For P=H, the conic has the following properties:
a) Barycentric equation: ∑ [ (SB-SC)*(S^2+SB*SC)*SA*a^2*y*z ] = 0
b) It passes through these ETC's: 6, 51, 53, 216, 288, 343, 2052, 2351, 11077, 14582
c) isogonal conjugate of the line {2, 95, 97, 233, 275, 317, 577, 3087, 4993, 6709, 8882, 10311, 10313, 10314, 14590, 14918}
d) isotomic conjugate of the line { 76, 275, 276, 394, 458}
e) Center:
Oh = SA*(SB+SC)*(2*S^2+SA^2+2*SB* SC-SW^2)*(S^2+SB*SC)*(8*(SB+ SC)*R^2-S^2-(SB+SC)^2-SW^2) : : (barycentrics)
= ((6*S^2+4*SW^2)*R^2-(S^2+SW^ 2)*SW)^2*X(3269)-16*(4*R^2-SW) *(6*SW*R^2-S^2-SW^2)*S^2*R^2* X(7668)
= on lines: {3269, 7668}
= [ 0.5267084728631982, 0.7080816533196879, 2.9073578882877350 ]
f) Perspector:
Qh = midpoint of X(4) and X(15412)
= SA*(SB^2-SC^2)*(S^2+SB*SC) : : (barycentrics)
= 4*X(647)-X(9409)
= lies on: Lemoine axis {187, 237}
= on lines: {4, 15412}, {130, 3269}, {137, 5099}, {187, 237}, {403, 523}, {525, 684}, {826, 3574}, {878, 10547}, {1157, 1510}, {1568, 6368}, {10254, 14592}, {14380, 14483}
= midpoint of X(4) and X(15412)
= [ -1.4233329649307620, -1.6136683849941520, 5.4147424245637590 ]

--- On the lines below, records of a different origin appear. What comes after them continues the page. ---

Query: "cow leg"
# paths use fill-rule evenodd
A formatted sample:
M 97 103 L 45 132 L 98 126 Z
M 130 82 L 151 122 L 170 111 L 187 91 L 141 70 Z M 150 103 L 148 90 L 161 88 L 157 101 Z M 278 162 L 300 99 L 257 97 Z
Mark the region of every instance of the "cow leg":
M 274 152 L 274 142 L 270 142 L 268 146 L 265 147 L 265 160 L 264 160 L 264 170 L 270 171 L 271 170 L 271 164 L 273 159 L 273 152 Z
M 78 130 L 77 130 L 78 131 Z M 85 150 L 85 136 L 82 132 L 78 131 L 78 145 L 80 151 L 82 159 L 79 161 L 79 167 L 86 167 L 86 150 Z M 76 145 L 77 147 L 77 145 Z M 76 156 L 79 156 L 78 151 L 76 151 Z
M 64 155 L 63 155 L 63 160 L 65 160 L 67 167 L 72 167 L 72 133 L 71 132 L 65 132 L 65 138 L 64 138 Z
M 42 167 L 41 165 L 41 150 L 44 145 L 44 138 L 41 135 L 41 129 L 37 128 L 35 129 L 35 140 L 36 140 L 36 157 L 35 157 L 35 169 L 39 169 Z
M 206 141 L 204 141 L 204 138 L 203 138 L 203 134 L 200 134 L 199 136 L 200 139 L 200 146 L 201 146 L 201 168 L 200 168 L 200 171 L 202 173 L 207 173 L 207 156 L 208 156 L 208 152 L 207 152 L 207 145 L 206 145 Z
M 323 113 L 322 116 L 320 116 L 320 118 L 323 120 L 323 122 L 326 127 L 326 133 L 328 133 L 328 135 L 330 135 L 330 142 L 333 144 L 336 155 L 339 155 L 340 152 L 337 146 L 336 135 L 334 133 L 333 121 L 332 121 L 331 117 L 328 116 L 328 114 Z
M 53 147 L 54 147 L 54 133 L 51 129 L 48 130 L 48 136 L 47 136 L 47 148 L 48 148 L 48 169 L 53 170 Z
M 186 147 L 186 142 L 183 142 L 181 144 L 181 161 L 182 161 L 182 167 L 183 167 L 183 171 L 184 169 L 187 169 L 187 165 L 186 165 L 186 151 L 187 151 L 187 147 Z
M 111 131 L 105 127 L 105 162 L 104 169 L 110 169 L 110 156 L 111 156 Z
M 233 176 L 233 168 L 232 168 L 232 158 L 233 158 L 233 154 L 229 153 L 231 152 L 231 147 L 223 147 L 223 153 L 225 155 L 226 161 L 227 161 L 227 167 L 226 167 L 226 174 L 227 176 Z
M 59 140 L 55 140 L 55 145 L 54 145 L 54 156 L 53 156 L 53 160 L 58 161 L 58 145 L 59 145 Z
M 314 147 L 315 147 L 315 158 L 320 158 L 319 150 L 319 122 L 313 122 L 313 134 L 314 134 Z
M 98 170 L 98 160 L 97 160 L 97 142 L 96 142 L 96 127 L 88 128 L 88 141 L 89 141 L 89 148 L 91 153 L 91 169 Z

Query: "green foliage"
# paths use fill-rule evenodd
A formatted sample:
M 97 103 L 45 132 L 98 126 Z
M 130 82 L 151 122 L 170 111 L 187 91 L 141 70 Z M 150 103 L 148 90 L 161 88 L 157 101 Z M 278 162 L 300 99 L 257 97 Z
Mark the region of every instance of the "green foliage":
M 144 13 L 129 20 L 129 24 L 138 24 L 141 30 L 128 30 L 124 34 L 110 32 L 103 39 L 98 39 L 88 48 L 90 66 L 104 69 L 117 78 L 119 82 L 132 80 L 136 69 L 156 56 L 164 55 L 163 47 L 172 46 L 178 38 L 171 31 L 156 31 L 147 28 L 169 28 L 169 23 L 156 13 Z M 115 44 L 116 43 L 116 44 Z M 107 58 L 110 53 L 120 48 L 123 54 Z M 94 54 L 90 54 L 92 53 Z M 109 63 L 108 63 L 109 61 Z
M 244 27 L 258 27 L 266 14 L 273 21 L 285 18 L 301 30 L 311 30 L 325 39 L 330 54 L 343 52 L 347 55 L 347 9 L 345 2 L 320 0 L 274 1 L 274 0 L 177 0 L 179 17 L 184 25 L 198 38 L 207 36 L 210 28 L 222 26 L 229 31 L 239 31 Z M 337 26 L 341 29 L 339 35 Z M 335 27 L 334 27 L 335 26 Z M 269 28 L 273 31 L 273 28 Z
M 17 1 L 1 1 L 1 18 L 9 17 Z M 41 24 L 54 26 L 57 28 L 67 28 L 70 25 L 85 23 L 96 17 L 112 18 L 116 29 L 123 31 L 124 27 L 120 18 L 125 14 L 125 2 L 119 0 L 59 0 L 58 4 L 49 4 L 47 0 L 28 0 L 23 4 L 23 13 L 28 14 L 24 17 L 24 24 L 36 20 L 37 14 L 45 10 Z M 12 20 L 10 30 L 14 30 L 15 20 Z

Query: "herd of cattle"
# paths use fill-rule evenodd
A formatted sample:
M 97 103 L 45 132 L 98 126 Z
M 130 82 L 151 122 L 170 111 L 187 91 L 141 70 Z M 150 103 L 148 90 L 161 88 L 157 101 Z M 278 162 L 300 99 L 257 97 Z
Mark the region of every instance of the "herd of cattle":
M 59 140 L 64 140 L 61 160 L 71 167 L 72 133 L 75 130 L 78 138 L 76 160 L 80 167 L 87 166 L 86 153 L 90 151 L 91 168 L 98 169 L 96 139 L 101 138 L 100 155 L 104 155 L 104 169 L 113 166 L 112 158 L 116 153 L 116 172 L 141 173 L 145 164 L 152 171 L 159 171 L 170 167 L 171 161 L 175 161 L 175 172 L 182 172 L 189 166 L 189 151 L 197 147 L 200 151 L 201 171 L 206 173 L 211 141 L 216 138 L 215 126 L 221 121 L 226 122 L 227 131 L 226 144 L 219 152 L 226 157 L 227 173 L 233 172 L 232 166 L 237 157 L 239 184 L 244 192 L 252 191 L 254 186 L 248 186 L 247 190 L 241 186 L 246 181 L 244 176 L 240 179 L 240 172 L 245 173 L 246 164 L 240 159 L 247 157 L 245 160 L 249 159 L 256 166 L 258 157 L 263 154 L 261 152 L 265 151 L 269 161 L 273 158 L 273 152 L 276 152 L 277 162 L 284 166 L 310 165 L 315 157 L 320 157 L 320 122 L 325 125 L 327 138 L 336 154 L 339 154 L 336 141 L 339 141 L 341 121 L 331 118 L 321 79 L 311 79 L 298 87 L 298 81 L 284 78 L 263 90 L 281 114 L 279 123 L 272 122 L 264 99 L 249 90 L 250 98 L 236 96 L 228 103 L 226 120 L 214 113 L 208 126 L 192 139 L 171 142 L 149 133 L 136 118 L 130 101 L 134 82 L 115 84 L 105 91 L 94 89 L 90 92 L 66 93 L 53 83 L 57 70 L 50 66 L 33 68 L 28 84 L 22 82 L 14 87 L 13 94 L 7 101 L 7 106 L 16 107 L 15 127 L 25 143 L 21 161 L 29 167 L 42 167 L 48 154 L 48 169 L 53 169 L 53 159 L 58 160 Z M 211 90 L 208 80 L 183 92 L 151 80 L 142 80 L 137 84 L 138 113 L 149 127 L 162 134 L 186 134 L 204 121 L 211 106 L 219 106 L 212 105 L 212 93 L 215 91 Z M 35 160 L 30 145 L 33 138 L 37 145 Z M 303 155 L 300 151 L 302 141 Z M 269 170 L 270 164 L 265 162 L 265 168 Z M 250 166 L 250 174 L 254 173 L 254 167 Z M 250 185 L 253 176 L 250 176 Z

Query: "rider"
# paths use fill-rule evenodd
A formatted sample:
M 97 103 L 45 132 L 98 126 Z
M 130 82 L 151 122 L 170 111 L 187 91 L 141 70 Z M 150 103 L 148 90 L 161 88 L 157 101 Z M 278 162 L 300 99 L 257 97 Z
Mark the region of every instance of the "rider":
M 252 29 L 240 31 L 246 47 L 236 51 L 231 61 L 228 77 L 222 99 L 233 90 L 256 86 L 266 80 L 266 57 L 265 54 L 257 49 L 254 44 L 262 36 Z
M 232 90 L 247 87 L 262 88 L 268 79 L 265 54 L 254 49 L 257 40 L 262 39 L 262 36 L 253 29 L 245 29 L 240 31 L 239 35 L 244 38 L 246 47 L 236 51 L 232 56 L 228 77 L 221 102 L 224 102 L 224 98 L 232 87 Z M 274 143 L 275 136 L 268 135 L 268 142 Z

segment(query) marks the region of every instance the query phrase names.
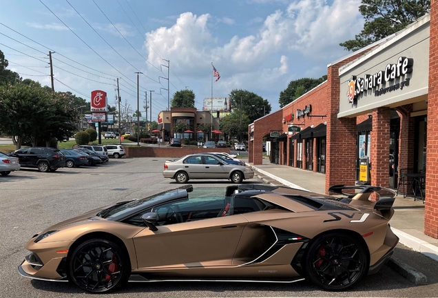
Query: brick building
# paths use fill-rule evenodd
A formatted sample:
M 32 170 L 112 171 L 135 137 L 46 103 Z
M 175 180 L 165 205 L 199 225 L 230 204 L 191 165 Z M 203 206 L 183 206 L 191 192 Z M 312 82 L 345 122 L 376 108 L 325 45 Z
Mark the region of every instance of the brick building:
M 262 163 L 268 138 L 271 161 L 325 174 L 326 190 L 357 181 L 397 189 L 412 173 L 425 190 L 425 234 L 438 238 L 436 6 L 432 1 L 430 14 L 329 64 L 326 81 L 251 123 L 249 162 Z

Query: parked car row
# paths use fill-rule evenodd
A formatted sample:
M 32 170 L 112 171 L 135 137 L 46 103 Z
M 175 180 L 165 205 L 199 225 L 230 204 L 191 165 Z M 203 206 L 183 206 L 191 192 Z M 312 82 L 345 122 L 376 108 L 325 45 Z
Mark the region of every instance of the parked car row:
M 59 168 L 96 166 L 126 155 L 121 145 L 81 145 L 72 149 L 27 147 L 8 155 L 0 152 L 0 175 L 6 176 L 21 168 L 34 168 L 40 172 L 54 172 Z
M 253 178 L 254 172 L 238 159 L 227 159 L 225 155 L 215 153 L 195 153 L 166 161 L 163 175 L 178 183 L 195 179 L 227 179 L 239 183 Z

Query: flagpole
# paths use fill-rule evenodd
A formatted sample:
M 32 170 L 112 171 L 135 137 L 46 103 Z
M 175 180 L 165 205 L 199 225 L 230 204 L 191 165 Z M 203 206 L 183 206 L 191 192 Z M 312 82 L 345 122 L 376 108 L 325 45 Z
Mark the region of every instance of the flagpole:
M 213 61 L 211 62 L 211 132 L 210 141 L 213 141 Z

------------------------------ ------------------------------ ------------------------------ -------
For P=G, the conic has the following properties
a) Equation: ∑ [ (b^4-c^4)*y*z ] = 0
b) Through ETC's: 2, 66, 141, 427, 1031, 1502, 3613, 8024, 8801, 9076, 9483, 14617
c) isogonal conjugate of the line {6, 22}
d) isotomic conjugate of the line {2, 32}
e) Center:
Og = complement of X(4577)
= (b^4-c^4)^2 : : (barycentrics) very simple coordinates!!!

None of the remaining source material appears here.